Weak execution ordering – exploiting iterative methods on many-core GPUs
Department of Computer and Information Science and Engineering, University of Florida, Gainesville, FL
In 2010 IEEE International Symposium on Performance Analysis of Systems & Software, ISSPAS 2010 (March 2010), pp. 154-163
@conference{chen2010weak,
title={Weak execution ordering-exploiting iterative methods on many-core GPUs},
author={Chen, J. and Huang, Z. and Su, F. and Peir, J.K. and Ho, J. and Peng, L.},
booktitle={Performance Analysis of Systems & Software (ISPASS), 2010 IEEE International Symposium on},
pages={154–163},
year={2010},
organization={IEEE}
}
On NVIDIA’s many-core GPUs, there is no synchronization function among parallel thread blocks. When fine-granularity of data communication and synchronization is required for large-scale parallel programs executed by multiple thread blocks, frequent host synchronization are necessary, and they incur a significant overhead. In this paper, we investigate a class of applications which uses a chaotic version of iterative methods [5], [22] to obtain numerical solutions for partial differential equations (PDE). Such a fast PDE solver is parallelized on GPUs with multiple thread blocks. In this parallel implementation, although frequent data communication is needed between adjacent thread blocks, a precise order of the data communication is not necessary. Separate communication threads are used for periodically exchanging the boundary values with adjacent thread blocks through the global memory.

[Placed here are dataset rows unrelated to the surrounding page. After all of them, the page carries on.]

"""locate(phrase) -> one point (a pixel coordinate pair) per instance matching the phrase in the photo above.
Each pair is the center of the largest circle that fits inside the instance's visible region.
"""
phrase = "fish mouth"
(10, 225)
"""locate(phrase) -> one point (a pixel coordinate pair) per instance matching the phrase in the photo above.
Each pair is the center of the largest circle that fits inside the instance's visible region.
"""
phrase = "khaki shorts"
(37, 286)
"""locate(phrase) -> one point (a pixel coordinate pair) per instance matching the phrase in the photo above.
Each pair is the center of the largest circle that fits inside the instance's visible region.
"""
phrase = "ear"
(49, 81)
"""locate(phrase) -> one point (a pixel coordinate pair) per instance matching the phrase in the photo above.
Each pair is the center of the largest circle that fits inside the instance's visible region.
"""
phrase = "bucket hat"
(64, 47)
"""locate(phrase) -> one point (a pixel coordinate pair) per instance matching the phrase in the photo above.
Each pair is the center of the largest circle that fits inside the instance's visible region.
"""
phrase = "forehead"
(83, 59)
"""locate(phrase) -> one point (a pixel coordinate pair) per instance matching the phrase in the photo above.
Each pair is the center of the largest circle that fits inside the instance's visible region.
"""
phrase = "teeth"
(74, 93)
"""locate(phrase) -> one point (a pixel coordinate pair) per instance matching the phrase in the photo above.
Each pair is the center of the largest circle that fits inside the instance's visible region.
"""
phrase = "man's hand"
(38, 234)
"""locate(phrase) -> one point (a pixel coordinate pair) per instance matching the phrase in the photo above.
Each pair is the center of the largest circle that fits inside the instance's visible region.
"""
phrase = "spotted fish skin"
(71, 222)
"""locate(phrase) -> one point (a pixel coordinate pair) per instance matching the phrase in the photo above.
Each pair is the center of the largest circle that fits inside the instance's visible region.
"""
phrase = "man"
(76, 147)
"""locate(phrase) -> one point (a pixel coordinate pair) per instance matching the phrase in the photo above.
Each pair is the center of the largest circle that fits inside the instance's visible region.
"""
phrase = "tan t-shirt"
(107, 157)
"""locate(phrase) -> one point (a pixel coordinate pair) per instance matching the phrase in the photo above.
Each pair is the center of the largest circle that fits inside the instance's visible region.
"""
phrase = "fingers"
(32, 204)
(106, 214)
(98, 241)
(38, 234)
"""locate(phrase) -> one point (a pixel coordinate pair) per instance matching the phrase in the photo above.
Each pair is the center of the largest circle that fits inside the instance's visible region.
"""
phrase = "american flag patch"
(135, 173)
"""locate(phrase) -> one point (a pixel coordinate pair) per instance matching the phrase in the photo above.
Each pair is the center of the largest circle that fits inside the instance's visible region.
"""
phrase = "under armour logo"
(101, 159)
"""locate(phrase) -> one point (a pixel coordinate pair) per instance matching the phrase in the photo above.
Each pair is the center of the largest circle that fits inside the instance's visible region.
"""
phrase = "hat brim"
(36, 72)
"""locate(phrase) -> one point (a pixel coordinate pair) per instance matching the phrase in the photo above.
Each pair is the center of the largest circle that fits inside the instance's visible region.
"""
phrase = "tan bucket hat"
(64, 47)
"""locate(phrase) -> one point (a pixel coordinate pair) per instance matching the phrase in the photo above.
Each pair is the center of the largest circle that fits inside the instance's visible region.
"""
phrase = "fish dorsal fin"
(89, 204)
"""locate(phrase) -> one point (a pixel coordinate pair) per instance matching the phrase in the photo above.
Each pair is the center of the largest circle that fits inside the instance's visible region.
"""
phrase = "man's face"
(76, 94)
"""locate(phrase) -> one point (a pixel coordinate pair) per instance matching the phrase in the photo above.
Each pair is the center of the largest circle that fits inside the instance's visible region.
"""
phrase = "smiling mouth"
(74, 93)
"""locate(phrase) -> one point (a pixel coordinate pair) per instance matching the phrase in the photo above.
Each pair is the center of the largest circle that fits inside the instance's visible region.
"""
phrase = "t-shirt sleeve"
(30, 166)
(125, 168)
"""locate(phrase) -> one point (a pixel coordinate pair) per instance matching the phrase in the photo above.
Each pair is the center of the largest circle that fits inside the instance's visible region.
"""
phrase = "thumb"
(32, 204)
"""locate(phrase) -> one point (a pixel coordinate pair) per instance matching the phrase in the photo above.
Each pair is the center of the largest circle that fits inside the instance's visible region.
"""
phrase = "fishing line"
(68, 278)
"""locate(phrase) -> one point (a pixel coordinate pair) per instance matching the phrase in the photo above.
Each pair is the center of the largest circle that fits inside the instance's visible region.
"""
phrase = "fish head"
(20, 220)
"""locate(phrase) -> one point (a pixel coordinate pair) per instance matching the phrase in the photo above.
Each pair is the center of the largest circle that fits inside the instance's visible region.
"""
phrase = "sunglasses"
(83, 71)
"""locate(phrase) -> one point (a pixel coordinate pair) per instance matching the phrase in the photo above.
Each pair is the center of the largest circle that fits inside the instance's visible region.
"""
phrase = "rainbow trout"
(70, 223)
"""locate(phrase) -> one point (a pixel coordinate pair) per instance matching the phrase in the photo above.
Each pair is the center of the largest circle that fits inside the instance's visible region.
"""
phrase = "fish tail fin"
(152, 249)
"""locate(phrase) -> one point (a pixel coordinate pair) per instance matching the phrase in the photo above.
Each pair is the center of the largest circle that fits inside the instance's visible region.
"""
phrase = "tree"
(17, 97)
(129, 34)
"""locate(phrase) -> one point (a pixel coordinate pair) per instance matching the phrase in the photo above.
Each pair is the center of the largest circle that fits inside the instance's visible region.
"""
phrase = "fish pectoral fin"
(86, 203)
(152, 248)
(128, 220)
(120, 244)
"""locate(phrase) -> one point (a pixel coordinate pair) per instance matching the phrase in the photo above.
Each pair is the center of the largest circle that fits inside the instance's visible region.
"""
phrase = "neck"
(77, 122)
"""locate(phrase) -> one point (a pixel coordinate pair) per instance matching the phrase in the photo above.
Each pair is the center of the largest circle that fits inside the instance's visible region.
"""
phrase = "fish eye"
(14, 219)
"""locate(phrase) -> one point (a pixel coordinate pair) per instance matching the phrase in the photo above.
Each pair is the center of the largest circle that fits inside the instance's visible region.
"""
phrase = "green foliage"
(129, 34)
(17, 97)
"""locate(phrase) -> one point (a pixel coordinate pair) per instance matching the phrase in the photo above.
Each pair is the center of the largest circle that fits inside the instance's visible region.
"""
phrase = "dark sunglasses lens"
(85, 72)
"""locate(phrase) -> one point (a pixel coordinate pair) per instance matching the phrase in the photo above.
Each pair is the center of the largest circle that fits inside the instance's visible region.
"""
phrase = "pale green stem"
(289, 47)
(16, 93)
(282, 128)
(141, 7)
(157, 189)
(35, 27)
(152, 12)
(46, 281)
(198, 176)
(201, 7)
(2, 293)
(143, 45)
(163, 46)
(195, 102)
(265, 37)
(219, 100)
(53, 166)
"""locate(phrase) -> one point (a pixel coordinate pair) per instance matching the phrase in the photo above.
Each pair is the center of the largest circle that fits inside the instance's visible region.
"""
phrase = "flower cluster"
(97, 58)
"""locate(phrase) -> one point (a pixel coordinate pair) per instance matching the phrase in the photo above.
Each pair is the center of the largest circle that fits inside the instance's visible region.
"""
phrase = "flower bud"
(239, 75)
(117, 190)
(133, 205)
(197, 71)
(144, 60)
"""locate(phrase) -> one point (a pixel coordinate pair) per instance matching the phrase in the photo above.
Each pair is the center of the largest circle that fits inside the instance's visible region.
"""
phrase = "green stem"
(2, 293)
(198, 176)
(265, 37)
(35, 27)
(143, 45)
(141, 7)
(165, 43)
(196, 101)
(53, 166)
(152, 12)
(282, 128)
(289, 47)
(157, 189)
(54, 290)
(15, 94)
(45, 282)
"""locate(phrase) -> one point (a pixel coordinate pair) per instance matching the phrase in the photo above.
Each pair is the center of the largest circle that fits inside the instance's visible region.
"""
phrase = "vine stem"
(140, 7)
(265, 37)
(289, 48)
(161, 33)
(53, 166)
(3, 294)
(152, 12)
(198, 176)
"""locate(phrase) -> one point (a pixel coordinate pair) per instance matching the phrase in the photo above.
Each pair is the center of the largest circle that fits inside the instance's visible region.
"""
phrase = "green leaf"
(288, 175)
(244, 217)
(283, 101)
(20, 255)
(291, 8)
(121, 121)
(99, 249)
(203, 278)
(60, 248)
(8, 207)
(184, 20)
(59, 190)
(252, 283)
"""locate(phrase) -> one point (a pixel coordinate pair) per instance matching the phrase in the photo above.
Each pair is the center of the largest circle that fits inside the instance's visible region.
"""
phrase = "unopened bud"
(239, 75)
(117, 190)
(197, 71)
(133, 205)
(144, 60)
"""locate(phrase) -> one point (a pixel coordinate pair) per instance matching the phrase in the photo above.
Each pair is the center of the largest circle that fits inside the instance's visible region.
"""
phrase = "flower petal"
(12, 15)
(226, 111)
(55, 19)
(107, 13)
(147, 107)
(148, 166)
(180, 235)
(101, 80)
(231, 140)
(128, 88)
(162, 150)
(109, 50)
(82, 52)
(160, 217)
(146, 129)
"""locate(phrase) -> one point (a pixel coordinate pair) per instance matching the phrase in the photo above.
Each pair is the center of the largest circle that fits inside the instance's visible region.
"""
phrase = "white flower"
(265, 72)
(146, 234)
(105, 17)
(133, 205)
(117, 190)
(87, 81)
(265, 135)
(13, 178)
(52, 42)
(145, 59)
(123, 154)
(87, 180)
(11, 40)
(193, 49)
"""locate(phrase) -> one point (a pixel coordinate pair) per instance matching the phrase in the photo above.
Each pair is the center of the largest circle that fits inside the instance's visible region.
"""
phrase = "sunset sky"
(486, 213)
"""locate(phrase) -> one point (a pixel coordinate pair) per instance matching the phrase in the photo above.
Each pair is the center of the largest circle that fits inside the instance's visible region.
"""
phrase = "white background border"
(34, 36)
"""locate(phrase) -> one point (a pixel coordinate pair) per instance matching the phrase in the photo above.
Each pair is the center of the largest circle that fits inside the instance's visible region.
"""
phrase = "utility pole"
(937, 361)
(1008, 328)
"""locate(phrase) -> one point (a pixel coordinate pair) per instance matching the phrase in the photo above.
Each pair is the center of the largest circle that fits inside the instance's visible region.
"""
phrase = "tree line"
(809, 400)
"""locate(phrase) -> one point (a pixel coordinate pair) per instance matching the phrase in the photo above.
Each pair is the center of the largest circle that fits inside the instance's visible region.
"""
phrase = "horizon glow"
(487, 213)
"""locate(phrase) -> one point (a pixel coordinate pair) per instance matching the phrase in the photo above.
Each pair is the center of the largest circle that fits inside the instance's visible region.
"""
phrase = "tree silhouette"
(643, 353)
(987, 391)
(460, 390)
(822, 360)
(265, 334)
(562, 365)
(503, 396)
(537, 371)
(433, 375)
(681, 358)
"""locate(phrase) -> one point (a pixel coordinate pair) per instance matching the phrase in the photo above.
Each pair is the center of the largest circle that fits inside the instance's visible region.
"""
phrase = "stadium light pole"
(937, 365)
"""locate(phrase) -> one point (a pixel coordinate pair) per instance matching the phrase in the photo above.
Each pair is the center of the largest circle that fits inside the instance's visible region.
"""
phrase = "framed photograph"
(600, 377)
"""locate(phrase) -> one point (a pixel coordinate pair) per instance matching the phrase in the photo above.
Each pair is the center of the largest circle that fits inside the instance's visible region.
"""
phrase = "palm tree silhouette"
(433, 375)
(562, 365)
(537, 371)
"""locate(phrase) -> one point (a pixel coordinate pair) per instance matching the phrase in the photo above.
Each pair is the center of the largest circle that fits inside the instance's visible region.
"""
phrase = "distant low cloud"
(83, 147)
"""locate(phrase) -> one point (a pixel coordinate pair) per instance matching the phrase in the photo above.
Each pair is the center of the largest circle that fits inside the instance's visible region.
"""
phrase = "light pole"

Since a precise order of the data communication is not required, the computation and the communication threads can be overlapped to alleviate the communication overhead. Performance measurements of two popular applications, Poisson image editing from computer graphics and shape from shading from computer vision, on Tesla C1060 show that a speedup of 4-5 times is achievable for both applications in comparison with the solution using host synchronization.